Im building new computer:
Q9550, 4gb 1600mhz, hd 4870 or gtx260 and propably under vista 64-bit

My main problem is that i can't decide on what monitor would fit best for gaming. I don't watch movies from it, i have 37" hdtv for that.

Anyway it's going to be 22" 1680 x 1050 or 24" 1920 x 1200. And if i got it right even with new LCDs the resolution under below native is going to be blurry(?). Im probably not going to upgrade my computer about atleast for next 1-3 years and my hardware can't keep up forever at 1920x1200 and then i have to play under native resolution. Im concerned about that blurriness.

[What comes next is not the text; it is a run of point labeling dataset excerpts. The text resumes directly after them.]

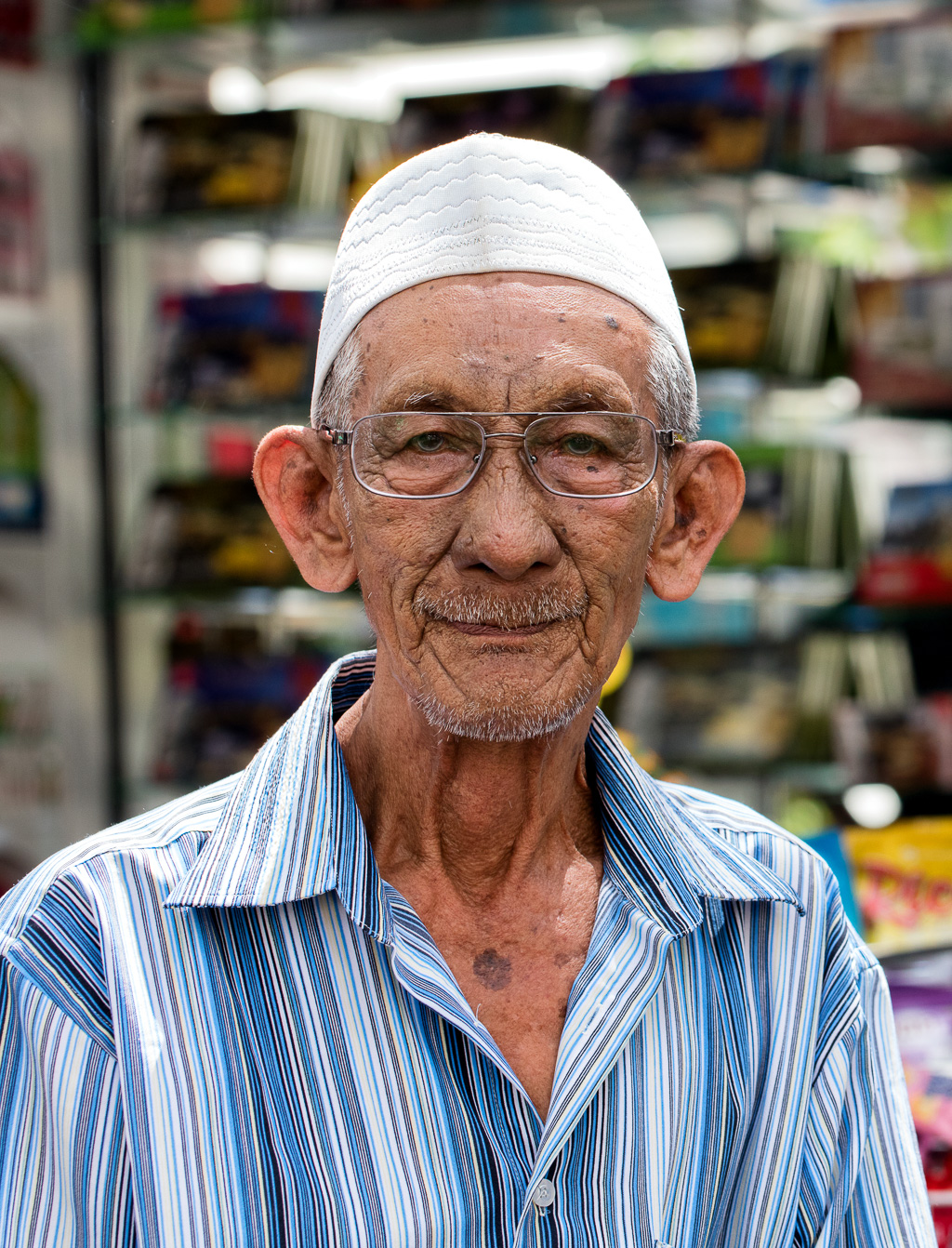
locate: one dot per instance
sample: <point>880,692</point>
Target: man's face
<point>503,609</point>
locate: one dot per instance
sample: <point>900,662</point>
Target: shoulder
<point>163,842</point>
<point>787,856</point>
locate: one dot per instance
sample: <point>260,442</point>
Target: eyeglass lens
<point>429,453</point>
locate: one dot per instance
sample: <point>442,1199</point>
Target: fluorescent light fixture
<point>299,266</point>
<point>233,88</point>
<point>232,261</point>
<point>376,85</point>
<point>694,240</point>
<point>872,805</point>
<point>876,161</point>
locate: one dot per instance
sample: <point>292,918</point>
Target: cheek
<point>394,548</point>
<point>610,540</point>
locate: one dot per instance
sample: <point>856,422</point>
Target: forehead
<point>509,325</point>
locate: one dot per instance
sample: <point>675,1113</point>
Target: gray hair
<point>668,378</point>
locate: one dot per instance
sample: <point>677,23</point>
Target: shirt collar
<point>291,829</point>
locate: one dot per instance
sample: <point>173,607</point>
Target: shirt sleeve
<point>861,1182</point>
<point>889,1204</point>
<point>65,1178</point>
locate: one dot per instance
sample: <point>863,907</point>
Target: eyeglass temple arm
<point>336,437</point>
<point>669,438</point>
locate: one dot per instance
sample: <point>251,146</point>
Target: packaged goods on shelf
<point>237,669</point>
<point>726,312</point>
<point>20,225</point>
<point>681,125</point>
<point>889,84</point>
<point>206,164</point>
<point>207,536</point>
<point>902,879</point>
<point>19,20</point>
<point>241,349</point>
<point>205,161</point>
<point>21,496</point>
<point>707,705</point>
<point>915,561</point>
<point>799,511</point>
<point>902,350</point>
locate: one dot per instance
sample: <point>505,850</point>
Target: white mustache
<point>481,606</point>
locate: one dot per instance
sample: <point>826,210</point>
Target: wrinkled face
<point>503,609</point>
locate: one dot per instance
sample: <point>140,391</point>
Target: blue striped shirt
<point>219,1026</point>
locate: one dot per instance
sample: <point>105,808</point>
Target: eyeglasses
<point>437,455</point>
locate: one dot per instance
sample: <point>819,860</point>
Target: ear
<point>295,471</point>
<point>705,491</point>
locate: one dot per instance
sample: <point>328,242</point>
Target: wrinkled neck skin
<point>455,821</point>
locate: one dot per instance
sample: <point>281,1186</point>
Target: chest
<point>302,1083</point>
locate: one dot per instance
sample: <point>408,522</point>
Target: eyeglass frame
<point>664,441</point>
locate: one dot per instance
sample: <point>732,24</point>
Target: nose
<point>504,528</point>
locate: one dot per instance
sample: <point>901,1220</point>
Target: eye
<point>429,442</point>
<point>579,445</point>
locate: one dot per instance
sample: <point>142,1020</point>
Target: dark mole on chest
<point>493,970</point>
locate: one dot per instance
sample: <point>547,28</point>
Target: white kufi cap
<point>492,204</point>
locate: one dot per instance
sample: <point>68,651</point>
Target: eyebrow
<point>593,398</point>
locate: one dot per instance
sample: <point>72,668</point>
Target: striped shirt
<point>219,1026</point>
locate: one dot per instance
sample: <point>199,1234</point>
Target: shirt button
<point>544,1194</point>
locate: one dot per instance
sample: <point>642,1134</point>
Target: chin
<point>506,718</point>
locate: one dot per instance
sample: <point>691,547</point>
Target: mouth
<point>496,631</point>
<point>498,619</point>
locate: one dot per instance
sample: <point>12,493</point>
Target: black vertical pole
<point>94,87</point>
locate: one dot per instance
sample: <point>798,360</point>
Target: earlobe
<point>295,473</point>
<point>704,495</point>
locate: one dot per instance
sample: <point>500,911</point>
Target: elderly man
<point>443,966</point>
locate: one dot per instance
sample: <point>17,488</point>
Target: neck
<point>480,817</point>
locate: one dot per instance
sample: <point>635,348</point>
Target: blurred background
<point>174,176</point>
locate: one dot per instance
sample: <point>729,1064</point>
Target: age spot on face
<point>493,970</point>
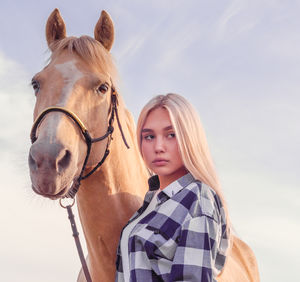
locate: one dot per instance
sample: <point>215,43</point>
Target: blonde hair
<point>191,139</point>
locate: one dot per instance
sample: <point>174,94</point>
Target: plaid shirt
<point>183,239</point>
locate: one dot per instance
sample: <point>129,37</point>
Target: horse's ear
<point>55,28</point>
<point>104,30</point>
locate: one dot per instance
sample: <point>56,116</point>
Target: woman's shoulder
<point>205,201</point>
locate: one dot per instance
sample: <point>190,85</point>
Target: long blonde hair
<point>191,139</point>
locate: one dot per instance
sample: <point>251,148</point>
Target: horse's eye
<point>102,88</point>
<point>35,86</point>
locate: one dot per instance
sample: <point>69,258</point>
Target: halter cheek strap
<point>88,140</point>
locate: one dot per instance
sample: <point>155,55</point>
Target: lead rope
<point>77,240</point>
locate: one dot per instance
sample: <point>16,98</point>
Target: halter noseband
<point>88,139</point>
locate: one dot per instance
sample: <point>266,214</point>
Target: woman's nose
<point>159,145</point>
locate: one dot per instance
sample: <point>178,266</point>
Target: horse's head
<point>78,79</point>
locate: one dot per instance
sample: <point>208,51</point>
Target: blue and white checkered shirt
<point>183,239</point>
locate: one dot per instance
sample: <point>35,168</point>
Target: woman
<point>181,233</point>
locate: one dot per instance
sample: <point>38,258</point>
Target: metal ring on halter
<point>65,206</point>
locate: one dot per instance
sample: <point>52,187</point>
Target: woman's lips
<point>160,162</point>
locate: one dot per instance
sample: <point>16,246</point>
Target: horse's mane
<point>90,51</point>
<point>94,54</point>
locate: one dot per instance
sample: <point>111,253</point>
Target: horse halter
<point>88,139</point>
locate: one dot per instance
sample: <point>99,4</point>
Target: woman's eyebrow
<point>151,130</point>
<point>147,130</point>
<point>168,128</point>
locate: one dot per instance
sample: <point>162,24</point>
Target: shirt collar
<point>172,188</point>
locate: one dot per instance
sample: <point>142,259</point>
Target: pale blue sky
<point>237,61</point>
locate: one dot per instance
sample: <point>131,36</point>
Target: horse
<point>77,100</point>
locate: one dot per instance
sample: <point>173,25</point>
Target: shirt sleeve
<point>196,252</point>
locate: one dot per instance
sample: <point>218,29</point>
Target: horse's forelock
<point>90,51</point>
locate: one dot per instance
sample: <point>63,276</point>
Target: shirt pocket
<point>160,244</point>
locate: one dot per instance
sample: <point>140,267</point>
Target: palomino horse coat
<point>79,78</point>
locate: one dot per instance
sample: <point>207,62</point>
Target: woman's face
<point>160,148</point>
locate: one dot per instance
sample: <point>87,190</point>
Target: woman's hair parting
<point>190,137</point>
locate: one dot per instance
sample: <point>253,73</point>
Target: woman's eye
<point>35,86</point>
<point>102,88</point>
<point>171,135</point>
<point>148,137</point>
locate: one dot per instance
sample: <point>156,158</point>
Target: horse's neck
<point>108,198</point>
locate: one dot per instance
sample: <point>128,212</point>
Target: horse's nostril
<point>32,162</point>
<point>64,162</point>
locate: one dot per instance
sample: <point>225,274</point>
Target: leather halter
<point>88,139</point>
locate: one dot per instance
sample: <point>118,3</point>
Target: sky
<point>236,61</point>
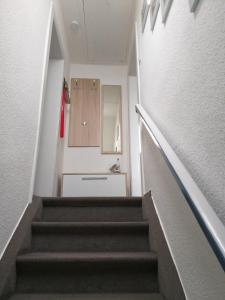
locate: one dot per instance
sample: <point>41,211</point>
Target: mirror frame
<point>102,117</point>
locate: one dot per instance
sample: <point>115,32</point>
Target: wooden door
<point>84,128</point>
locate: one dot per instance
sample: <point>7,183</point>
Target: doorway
<point>49,162</point>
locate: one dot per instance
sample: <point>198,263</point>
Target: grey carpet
<point>98,248</point>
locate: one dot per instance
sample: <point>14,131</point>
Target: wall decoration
<point>154,8</point>
<point>165,8</point>
<point>193,4</point>
<point>144,13</point>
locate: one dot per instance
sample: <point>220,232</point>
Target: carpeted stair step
<point>92,209</point>
<point>114,272</point>
<point>90,236</point>
<point>87,297</point>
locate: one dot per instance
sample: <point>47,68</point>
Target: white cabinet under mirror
<point>111,119</point>
<point>94,185</point>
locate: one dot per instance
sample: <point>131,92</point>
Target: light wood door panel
<point>85,113</point>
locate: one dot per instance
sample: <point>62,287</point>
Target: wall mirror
<point>111,120</point>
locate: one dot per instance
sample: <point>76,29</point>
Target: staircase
<point>88,249</point>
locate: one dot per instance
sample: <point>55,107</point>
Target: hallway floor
<point>87,297</point>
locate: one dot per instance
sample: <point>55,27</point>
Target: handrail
<point>210,223</point>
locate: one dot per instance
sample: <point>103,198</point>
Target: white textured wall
<point>24,26</point>
<point>90,160</point>
<point>135,158</point>
<point>199,270</point>
<point>182,88</point>
<point>24,41</point>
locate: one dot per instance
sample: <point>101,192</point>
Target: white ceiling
<point>104,30</point>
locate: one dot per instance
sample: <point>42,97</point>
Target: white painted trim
<point>169,246</point>
<point>208,215</point>
<point>11,236</point>
<point>42,95</point>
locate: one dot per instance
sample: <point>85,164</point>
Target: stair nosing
<point>92,201</point>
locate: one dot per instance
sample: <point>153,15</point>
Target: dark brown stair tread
<point>93,201</point>
<point>73,227</point>
<point>88,257</point>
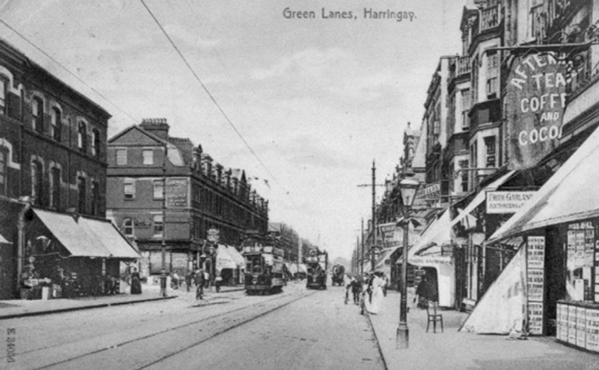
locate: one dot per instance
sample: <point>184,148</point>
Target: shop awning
<point>569,195</point>
<point>110,237</point>
<point>85,237</point>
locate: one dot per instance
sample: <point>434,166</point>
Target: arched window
<point>55,187</point>
<point>128,227</point>
<point>37,111</point>
<point>82,136</point>
<point>36,182</point>
<point>56,124</point>
<point>95,143</point>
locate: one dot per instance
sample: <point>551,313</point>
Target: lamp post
<point>409,187</point>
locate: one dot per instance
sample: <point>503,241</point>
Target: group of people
<point>368,292</point>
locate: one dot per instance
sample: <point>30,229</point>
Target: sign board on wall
<point>536,98</point>
<point>507,201</point>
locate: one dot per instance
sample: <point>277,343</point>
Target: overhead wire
<point>212,98</point>
<point>68,70</point>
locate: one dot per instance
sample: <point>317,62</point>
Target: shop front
<point>71,256</point>
<point>551,286</point>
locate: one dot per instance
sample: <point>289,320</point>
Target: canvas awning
<point>569,195</point>
<point>84,237</point>
<point>439,232</point>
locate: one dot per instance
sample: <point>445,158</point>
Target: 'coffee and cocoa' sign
<point>536,98</point>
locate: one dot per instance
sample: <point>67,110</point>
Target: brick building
<point>200,196</point>
<point>52,162</point>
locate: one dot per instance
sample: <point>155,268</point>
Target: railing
<point>489,18</point>
<point>463,65</point>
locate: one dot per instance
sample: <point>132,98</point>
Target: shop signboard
<point>507,201</point>
<point>592,337</point>
<point>176,192</point>
<point>536,98</point>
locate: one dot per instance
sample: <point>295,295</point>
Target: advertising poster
<point>536,96</point>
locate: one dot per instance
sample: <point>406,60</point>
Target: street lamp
<point>408,187</point>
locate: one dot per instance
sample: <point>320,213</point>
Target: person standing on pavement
<point>199,281</point>
<point>135,282</point>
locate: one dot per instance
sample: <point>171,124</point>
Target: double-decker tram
<point>264,269</point>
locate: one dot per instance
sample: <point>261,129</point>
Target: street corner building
<point>182,209</point>
<point>55,238</point>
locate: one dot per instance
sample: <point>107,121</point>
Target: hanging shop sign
<point>536,98</point>
<point>507,201</point>
<point>176,193</point>
<point>535,283</point>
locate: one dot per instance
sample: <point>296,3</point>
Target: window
<point>56,124</point>
<point>158,189</point>
<point>3,94</point>
<point>148,156</point>
<point>3,172</point>
<point>81,190</point>
<point>95,143</point>
<point>95,198</point>
<point>37,110</point>
<point>158,225</point>
<point>129,189</point>
<point>128,227</point>
<point>82,137</point>
<point>490,144</point>
<point>55,187</point>
<point>121,157</point>
<point>36,182</point>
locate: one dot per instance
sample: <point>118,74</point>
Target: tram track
<point>208,327</point>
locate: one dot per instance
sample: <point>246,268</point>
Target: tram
<point>264,269</point>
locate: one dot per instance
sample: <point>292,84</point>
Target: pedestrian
<point>199,281</point>
<point>376,301</point>
<point>135,282</point>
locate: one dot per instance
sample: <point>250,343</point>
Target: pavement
<point>10,309</point>
<point>450,349</point>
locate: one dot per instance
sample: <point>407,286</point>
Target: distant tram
<point>263,270</point>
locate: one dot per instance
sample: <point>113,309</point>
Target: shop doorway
<point>555,270</point>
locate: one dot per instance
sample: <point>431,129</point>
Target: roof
<point>569,195</point>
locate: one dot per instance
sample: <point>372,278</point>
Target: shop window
<point>81,190</point>
<point>3,95</point>
<point>158,189</point>
<point>37,111</point>
<point>55,187</point>
<point>129,189</point>
<point>148,156</point>
<point>128,226</point>
<point>121,157</point>
<point>36,182</point>
<point>158,225</point>
<point>95,143</point>
<point>95,190</point>
<point>56,124</point>
<point>3,171</point>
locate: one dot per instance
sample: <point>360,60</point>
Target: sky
<point>316,100</point>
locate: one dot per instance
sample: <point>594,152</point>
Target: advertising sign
<point>536,98</point>
<point>176,193</point>
<point>507,201</point>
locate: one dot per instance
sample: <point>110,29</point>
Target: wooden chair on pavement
<point>433,316</point>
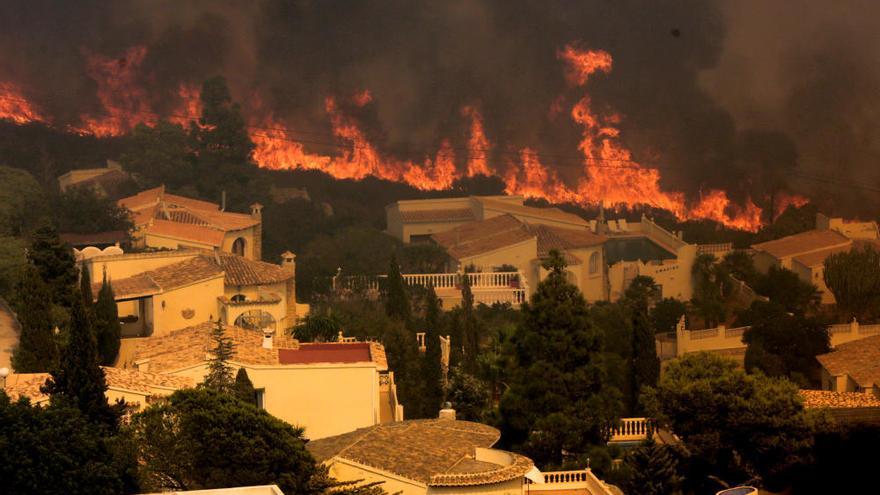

I would like to play with the best resolution i can with the hardware im buying and if i'm to use that 1920-res LCD does it blur bad under like 1280-1680 resolutions or any else. Only reason to buy 22" 1680 would be that i could use its native res much longer then 24" 1920 LCDs before my hardware comes too old to run in native.

Any ideas, suggestions or experience with playing games under native resolution would be appreciated, thanks 

Also if you think that with the hardware i mentioned is already too weak to perform under 1920x1200 please tell me


----------



## mlabre20 (Jul 11, 2008)

Just browsing windows does not look very good if your monitor isn't at its native resolution, but when playing games it is not very bad. Especially if it is something like an fps. However, games that have a lot of small text may not look the greatest. 

Many people just prefer to lower their resolution in a game that their computer can't handle, rather than just lower the graphic settings. So I think you won't mind that much if you have to play a game at a slightly lower resolution. And you can try it out yourself on your current computer. Just lower the in game resolution a bit and see if you don't mind how it looks.


----------



## wayliff (Mar 24, 2002)

http://www.widescreengamingforum.com/forum/viewtopic.php?t=13954

Here's a good thread with a suggestion of a good monitor.


----------